Segundo apurado pela SG, contudo, haveria entendimento consolidado sobre o não enquadramento dos contratos de compartilhamento de voos como contratos associativos de notificação obrigatória. Em especial, tais contratos não envolveriam empreendimento comum ou compartilhamento de riscos e resultados, dado que não incluem o planejamento conjunto de práticas comerciais como definição de rotas, preços de passagens ou estratégias de marketing, sendo que cada empresa continua a ser remunerada pelo valor do bilhete vendido, incentivando que maximizem o tráfego nos voos em que operam. Ademais, a Gol não seria concorrente da TwoFlex ou da VoePass nos mercados afetados pelos acordos e, na maioria dos contratos analisados, a vigência seria inferior a 2 anos. Dessa forma, a SG decidiu arquivar a investigação.
SG impõe Medida Preventiva no mercado de apostas lotéricas
A SG decidiu instaurar investigação[9] para apurar suposto abuso de posição dominante pela Caixa Econômica Federal (Caixa) e pela Federação Brasileira das Empresas Lotéricas (Febralot), consistente na criação de impedimentos para que unidades lotéricas mantenham relação comercial com plataformas de intermediação de jogos lotéricos. A investigação teve origem a partir de representação feita pela Associação dos Intermediadores Digitais de Jogos Lotéricos e resultou na imposição de Medida Preventiva pela SG.

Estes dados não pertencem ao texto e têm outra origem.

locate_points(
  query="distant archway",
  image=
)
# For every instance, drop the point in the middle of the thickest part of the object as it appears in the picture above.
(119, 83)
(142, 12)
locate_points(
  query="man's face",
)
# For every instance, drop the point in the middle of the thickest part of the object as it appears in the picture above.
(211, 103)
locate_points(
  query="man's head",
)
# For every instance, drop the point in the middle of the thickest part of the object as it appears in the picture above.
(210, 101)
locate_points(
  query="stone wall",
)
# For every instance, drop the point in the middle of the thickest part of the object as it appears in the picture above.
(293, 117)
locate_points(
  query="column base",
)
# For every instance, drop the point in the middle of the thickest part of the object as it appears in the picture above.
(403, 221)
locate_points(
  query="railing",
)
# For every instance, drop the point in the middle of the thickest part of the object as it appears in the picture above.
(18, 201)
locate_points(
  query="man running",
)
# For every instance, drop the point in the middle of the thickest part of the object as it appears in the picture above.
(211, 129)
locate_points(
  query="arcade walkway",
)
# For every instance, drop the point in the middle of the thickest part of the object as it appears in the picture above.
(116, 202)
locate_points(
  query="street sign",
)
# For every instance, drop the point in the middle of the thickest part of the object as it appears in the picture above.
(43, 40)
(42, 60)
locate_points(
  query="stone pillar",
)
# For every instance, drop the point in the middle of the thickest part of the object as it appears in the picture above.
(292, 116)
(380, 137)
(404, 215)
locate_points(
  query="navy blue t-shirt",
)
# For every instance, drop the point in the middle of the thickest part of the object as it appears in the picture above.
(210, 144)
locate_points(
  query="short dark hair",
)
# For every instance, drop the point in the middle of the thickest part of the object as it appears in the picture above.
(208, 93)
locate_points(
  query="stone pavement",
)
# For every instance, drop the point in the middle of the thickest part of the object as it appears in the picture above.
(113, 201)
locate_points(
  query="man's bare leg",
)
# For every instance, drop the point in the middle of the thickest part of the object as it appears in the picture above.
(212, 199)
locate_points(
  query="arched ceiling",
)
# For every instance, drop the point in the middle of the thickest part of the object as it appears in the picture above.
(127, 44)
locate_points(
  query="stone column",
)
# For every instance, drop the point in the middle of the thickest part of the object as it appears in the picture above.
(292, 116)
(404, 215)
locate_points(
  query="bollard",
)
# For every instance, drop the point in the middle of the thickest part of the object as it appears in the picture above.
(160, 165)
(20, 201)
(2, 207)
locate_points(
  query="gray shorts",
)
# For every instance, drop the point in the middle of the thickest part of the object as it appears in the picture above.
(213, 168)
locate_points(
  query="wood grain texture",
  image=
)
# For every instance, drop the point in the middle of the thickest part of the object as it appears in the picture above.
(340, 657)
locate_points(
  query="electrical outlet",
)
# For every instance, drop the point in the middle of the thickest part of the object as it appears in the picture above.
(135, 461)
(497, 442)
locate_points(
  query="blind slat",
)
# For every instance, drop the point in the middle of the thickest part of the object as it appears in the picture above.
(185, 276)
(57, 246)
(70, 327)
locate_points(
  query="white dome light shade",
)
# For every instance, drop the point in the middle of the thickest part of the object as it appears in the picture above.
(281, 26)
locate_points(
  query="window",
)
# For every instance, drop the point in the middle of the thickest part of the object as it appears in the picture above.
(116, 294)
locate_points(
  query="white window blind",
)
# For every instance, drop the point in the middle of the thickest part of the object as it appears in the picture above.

Segundo concluído pela SG, há questão não pacificada sobre a licitude das plataformas de intermediação de jogos lotéricos, atualmente sendo analisada pelo Judiciário. Nesse contexto de incerteza sobre a atividade, a Caixa estaria potencialmente criando barreiras ao desenvolvimento do mercado de intermediação online de serviços lotéricos, dado que estaria sancionando unidades lotéricas que possuem relação comercial com plataformas de intermediação de jogos lotéricos, além de divulgando comunicados, press releases, informes, notas e afins que atribuem caráter de ilegalidade à atividade econômica exercida por plataformas de intermediação de jogos lotéricos. A Febralot, por sua vez, também estaria divulgando materiais que afirmam ser a intermediação de jogos lotéricos ilícita, ponto não pacificado no Judiciário.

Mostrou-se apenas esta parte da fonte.